Dove finiscono i soldi: i guarantee marketplace e le vie d'uscita delle stablecoin
L'avviso di FinCEN descrive un ecosistema criminale interamente esternalizzato. I criminali operano tramite i "guarantee marketplace" per ottenere servizi che vanno dalla creazione di account al phishing fino al riciclaggio di denaro. I fornitori professionali di servizi di riciclaggio creano società di comodo e conti mule per far circolare fondi illeciti nel sistema finanziario, anche tramite stablecoin trasferite a exchange al di fuori degli Stati Uniti.
I risultati di altri regolatori confermano questo quadro. Un rapporto FATF pubblicato a marzo su stablecoin e wallet non custodiali, citando Chainalysis, ha rilevato che le stablecoin hanno rappresentato l'84% delle transazioni illecite in asset virtuali nel 2025. La FATF ha inoltre dettagliato come i wallet non custodiali e tecniche di riciclaggio sofisticate vengano usate per oscurare l'origine dei fondi.
Un rapporto FATF del 3 settembre sul banking sotterraneo e il sistema hawala ha documentato l'emergere dell'"hawala digitale", in cui gli operatori comunicano tramite app di messaggistica cifrata come WhatsApp, Telegram e Signal e regolano i conti usando asset virtuali, comprese le stablecoin.
Un'unica economia criminale del Sud-est asiatico
Una valutazione di luglio dell'UNODC ha rilevato che i sindacati criminali del Sud-est asiatico formano un'economia basata sui servizi in crescita, in cui truffe, tratta di persone e riciclaggio condividono la stessa infrastruttura.
L'UNODC ha stimato le perdite da truffe in Asia orientale, Sud-est asiatico, Australia e Nuova Zelanda tra 88,3 e 114,1 miliardi di dollari nel 2025. Ha inoltre riferito che persone provenienti da almeno 80 paesi e territori sono state identificate nei compound truffaldini della regione.

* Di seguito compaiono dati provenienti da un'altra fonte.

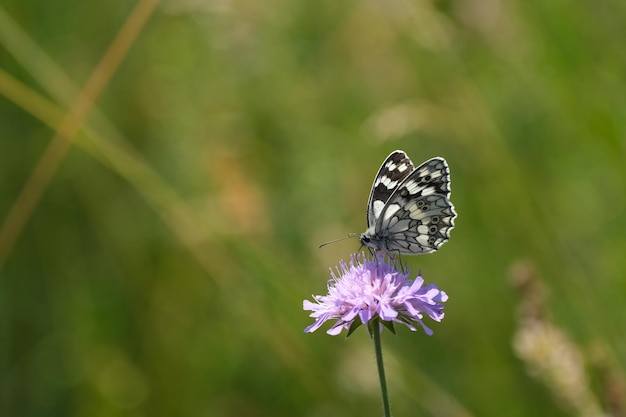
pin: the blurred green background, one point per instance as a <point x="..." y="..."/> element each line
<point x="163" y="270"/>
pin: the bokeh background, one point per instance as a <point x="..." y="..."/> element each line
<point x="162" y="268"/>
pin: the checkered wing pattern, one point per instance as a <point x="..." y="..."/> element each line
<point x="409" y="210"/>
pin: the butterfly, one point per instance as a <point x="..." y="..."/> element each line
<point x="409" y="211"/>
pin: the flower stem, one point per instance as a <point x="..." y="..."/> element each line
<point x="381" y="368"/>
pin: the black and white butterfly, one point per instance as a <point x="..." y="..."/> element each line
<point x="409" y="211"/>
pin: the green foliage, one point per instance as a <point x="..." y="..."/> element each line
<point x="163" y="270"/>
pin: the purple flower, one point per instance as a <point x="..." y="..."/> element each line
<point x="368" y="289"/>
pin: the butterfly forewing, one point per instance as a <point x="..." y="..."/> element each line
<point x="417" y="214"/>
<point x="392" y="172"/>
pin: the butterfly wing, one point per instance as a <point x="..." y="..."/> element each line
<point x="395" y="169"/>
<point x="418" y="215"/>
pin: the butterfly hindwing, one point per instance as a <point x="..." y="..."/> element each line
<point x="392" y="172"/>
<point x="417" y="215"/>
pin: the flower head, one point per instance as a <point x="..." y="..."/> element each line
<point x="369" y="289"/>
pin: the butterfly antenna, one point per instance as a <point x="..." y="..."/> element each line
<point x="350" y="236"/>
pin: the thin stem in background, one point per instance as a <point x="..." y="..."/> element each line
<point x="381" y="369"/>
<point x="43" y="172"/>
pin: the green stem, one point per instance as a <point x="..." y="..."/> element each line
<point x="381" y="368"/>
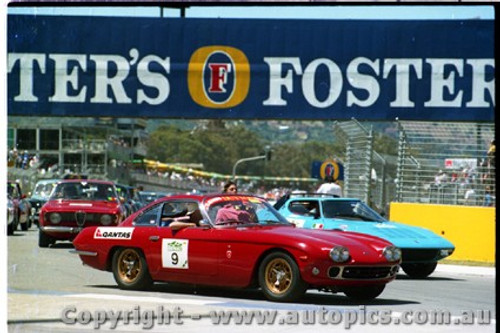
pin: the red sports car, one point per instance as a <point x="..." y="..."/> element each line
<point x="76" y="204"/>
<point x="236" y="241"/>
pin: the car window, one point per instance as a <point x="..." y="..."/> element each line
<point x="304" y="207"/>
<point x="149" y="216"/>
<point x="353" y="210"/>
<point x="242" y="209"/>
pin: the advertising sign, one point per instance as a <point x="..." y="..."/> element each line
<point x="251" y="68"/>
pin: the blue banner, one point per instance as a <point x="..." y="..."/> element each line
<point x="251" y="68"/>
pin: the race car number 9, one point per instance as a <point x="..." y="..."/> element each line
<point x="174" y="253"/>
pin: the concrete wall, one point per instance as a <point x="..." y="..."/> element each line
<point x="470" y="229"/>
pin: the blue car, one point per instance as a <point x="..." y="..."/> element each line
<point x="421" y="248"/>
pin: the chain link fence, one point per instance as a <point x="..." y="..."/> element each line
<point x="446" y="163"/>
<point x="366" y="173"/>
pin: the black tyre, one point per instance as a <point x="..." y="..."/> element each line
<point x="130" y="269"/>
<point x="279" y="278"/>
<point x="44" y="240"/>
<point x="26" y="225"/>
<point x="419" y="271"/>
<point x="365" y="293"/>
<point x="10" y="229"/>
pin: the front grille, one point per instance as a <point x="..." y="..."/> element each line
<point x="80" y="218"/>
<point x="419" y="254"/>
<point x="355" y="272"/>
<point x="89" y="217"/>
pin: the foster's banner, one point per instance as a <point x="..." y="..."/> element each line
<point x="251" y="68"/>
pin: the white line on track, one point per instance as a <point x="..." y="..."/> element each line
<point x="143" y="299"/>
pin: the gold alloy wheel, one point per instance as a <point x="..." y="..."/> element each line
<point x="129" y="265"/>
<point x="278" y="276"/>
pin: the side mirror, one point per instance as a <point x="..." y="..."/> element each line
<point x="204" y="223"/>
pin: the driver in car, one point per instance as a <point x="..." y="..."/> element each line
<point x="238" y="213"/>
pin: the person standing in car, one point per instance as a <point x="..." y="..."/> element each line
<point x="330" y="187"/>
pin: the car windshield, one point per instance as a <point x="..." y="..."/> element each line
<point x="84" y="191"/>
<point x="148" y="197"/>
<point x="241" y="209"/>
<point x="43" y="190"/>
<point x="350" y="209"/>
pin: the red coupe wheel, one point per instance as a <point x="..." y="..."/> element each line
<point x="130" y="269"/>
<point x="280" y="279"/>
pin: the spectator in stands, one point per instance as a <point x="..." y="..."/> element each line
<point x="488" y="197"/>
<point x="330" y="187"/>
<point x="440" y="178"/>
<point x="491" y="163"/>
<point x="230" y="187"/>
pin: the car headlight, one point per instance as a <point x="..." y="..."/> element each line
<point x="392" y="253"/>
<point x="106" y="219"/>
<point x="55" y="218"/>
<point x="445" y="252"/>
<point x="339" y="254"/>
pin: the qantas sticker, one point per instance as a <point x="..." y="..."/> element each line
<point x="174" y="253"/>
<point x="113" y="233"/>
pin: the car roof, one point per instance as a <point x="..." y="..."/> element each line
<point x="99" y="181"/>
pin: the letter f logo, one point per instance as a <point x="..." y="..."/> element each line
<point x="218" y="77"/>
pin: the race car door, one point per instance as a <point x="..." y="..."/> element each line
<point x="186" y="255"/>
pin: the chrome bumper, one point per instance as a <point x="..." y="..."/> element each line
<point x="72" y="230"/>
<point x="83" y="253"/>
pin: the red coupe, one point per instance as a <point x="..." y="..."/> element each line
<point x="236" y="241"/>
<point x="76" y="204"/>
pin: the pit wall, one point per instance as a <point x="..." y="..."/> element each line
<point x="470" y="229"/>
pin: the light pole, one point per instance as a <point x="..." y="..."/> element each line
<point x="266" y="156"/>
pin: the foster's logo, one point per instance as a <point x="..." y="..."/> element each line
<point x="218" y="77"/>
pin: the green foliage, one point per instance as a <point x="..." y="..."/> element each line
<point x="218" y="146"/>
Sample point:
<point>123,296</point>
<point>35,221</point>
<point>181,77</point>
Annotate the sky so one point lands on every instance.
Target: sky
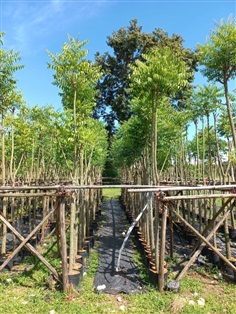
<point>34,26</point>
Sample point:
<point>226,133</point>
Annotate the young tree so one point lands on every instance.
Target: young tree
<point>155,81</point>
<point>218,58</point>
<point>128,45</point>
<point>77,78</point>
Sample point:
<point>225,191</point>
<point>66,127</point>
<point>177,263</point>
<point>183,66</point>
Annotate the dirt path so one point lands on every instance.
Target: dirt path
<point>107,279</point>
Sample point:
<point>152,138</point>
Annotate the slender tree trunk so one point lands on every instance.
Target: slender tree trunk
<point>231,121</point>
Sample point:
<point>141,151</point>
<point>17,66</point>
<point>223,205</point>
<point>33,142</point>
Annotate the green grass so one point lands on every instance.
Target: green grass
<point>29,292</point>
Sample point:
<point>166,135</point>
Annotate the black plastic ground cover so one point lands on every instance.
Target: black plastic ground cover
<point>107,279</point>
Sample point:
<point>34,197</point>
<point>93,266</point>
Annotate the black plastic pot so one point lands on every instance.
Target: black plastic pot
<point>153,276</point>
<point>232,234</point>
<point>74,278</point>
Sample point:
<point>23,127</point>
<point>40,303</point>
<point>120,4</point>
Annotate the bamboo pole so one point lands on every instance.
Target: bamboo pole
<point>62,229</point>
<point>136,189</point>
<point>197,253</point>
<point>162,250</point>
<point>204,240</point>
<point>24,241</point>
<point>31,248</point>
<point>195,197</point>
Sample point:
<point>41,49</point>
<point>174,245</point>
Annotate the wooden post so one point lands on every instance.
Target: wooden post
<point>24,241</point>
<point>171,235</point>
<point>31,248</point>
<point>204,240</point>
<point>62,230</point>
<point>197,253</point>
<point>162,250</point>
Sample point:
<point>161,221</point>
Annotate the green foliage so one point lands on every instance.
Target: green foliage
<point>218,55</point>
<point>129,44</point>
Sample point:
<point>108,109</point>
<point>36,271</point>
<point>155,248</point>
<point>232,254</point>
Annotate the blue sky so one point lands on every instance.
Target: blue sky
<point>34,26</point>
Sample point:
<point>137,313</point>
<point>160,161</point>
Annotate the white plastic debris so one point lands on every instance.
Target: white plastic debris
<point>8,280</point>
<point>101,287</point>
<point>201,302</point>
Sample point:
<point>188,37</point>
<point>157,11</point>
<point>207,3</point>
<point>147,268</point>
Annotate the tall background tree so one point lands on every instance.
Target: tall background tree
<point>128,45</point>
<point>218,58</point>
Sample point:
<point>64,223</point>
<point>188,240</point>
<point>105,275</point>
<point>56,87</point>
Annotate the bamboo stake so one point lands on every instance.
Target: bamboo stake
<point>62,229</point>
<point>24,241</point>
<point>194,197</point>
<point>162,250</point>
<point>197,253</point>
<point>204,240</point>
<point>31,248</point>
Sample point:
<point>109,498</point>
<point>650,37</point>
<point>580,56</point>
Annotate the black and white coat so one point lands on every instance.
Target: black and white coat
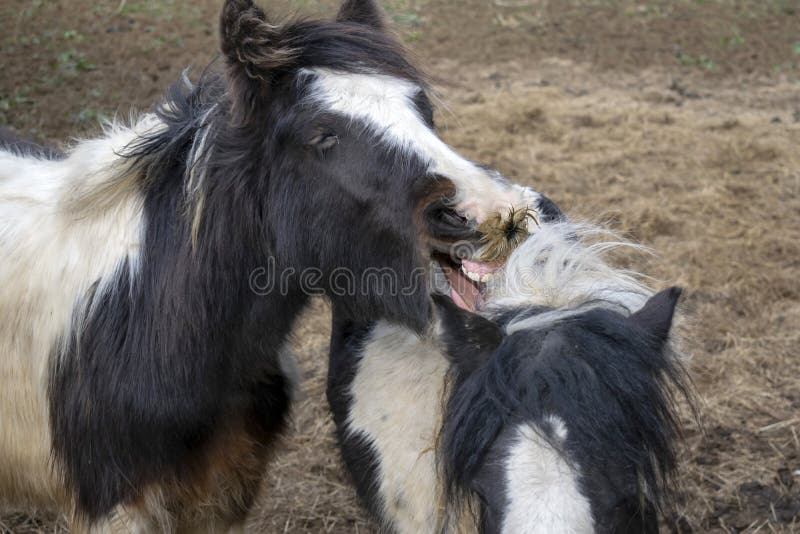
<point>552,412</point>
<point>144,378</point>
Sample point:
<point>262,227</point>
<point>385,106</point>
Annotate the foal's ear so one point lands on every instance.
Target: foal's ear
<point>365,12</point>
<point>252,45</point>
<point>657,313</point>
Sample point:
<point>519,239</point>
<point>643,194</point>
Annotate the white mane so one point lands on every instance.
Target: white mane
<point>562,265</point>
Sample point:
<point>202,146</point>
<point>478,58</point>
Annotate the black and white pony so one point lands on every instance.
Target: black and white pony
<point>143,378</point>
<point>550,411</point>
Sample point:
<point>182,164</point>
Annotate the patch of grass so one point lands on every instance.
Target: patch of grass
<point>89,116</point>
<point>71,62</point>
<point>10,103</point>
<point>702,61</point>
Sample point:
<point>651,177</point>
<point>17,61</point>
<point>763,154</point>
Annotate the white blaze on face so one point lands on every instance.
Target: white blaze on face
<point>386,103</point>
<point>543,495</point>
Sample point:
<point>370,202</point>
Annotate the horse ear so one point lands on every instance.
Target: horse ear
<point>365,12</point>
<point>657,313</point>
<point>252,46</point>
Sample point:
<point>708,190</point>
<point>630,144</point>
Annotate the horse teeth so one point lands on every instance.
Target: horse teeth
<point>475,277</point>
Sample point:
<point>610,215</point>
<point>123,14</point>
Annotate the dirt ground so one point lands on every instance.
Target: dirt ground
<point>677,123</point>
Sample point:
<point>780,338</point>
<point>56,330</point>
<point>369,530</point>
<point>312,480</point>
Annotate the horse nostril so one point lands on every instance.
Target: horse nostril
<point>501,235</point>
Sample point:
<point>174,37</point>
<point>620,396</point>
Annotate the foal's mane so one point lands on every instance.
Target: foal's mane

Queste reti arrivano anche nelle aule dei tribunali. Ad agosto, la Corte d'Appello di Hong Kong ha confermato una condanna a 56 mesi per un reclutatore che aveva attirato cinque persone nel Sud-est asiatico. Alcune di quelle vittime erano detenute nel KK Park in Myanmar, e il tribunale ha considerato la tratta di esseri umani e il lavoro forzato come circostanze aggravanti nel caso di frode.
La stretta sulla compliance
L'avviso di FinCEN accresce la pressione sulle società di criptovalute affinché investano ulteriormente nella sorveglianza delle transazioni, nel monitoraggio dei conti mule e nella condivisione internazionale tempestiva delle informazioni. Tuttavia, come mostrato dal rapporto FATF di marzo sui fornitori offshore di servizi di asset virtuali, la questione più urgente è la supervisione disomogenea tra giurisdizioni, di cui i criminali possono approfittarsi.
FinCEN ha dichiarato che il suo Rapid Response Program consente di collaborare con le unità di intelligence finanziaria straniere per individuare e recuperare transazioni fraudolente, ma si invita comunque le persone a segnalare prontamente i casi al Centro per i reclami sui crimini informatici dell'FBI (IC3), poiché la rapidità della segnalazione influisce sulla possibilità di recuperare i fondi congelati. La questione aperta è quanto rapidamente ed efficacemente possa operare tale cooperazione, mentre i criminali fanno sempre più ricorso a servizi professionali di riciclaggio.